Using file in terminal, the file type returned was the same as what magic returned. I tried on 2 different .docx downloaded from 2 different sites, files were not zipped at download time and after.

jesuisbenjamin
November 11th, 2009, 08:44 PM
Hello forum,

Although my project is going forward, i am stumbling on a new issue:

My program finds all pdf-, odt- and doc- documents, it converts them into text to search for a regular expression and return the names of the documents with a match.

With PDF documents i use pyPdf to convert them to text -- it works fine. However there are two kinds of PDF: those with alphanumeric content and those which are an image. When an image-pdf is passed in pyPdf, it gets in trouble.

So i would like to filter image- from alphanumeric-PDFs, but magic in IDLE or file in the shell both return the same file type for each type of PDF.

How can i filter these?

Thanks

lavinog
November 13th, 2009, 08:02 AM
what kind of trouble?

you might be able to use a try-except block

jesuisbenjamin
November 13th, 2009, 12:24 PM
Yes i thought about the try-except, i have never used this before so i would need to dig in my python book.
But since i want my program to convert and search through many documents in a minimum time, i would prefer filtering off all image-PDF before doing that.
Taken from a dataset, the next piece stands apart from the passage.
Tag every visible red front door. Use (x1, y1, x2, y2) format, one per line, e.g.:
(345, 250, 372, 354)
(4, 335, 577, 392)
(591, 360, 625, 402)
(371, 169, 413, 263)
pyPdf itself is a bit too complex for me to find out what's going on:


import pyPdf
fullpath = '/home/benjamin/Documents/Administration/SLS/fortis.pdf'
content = ''
# Load Pdf into pyPdf
pdf = pyPdf.PdfFileReader(file(fullpath, 'rb'))
# Iterate pages
for page in range(0, pdf.getNumPages()):
# Append 'content' string with pdf-extracted text
content += pdf.getPage(page).extractText() + '\n'

print content


Traceback (most recent call last):
File "/home/benjamin/python/test.py", line 9, in <module>
content += pdf.getPage(page).extractText() + '\n'
File "/var/lib/python-support/python2.6/pyPdf/pdf.py", line 1035, in extractText
content = ContentStream(content, self.pdf)
File "/var/lib/python-support/python2.6/pyPdf/pdf.py", line 1118, in __init__
self.__parseContentStream(stream)
File "/var/lib/python-support/python2.6/pyPdf/pdf.py", line 1157, in __parseContentStream
operands.append(readObject(stream, None))
File "/var/lib/python-support/python2.6/pyPdf/generic.py", line 87, in readObject
return NumberObject.readFromStream(stream)
File "/var/lib/python-support/python2.6/pyPdf/generic.py", line 232, in readFromStream
return NumberObject(name)
ValueError: invalid literal for int() with base 10: ''
>>>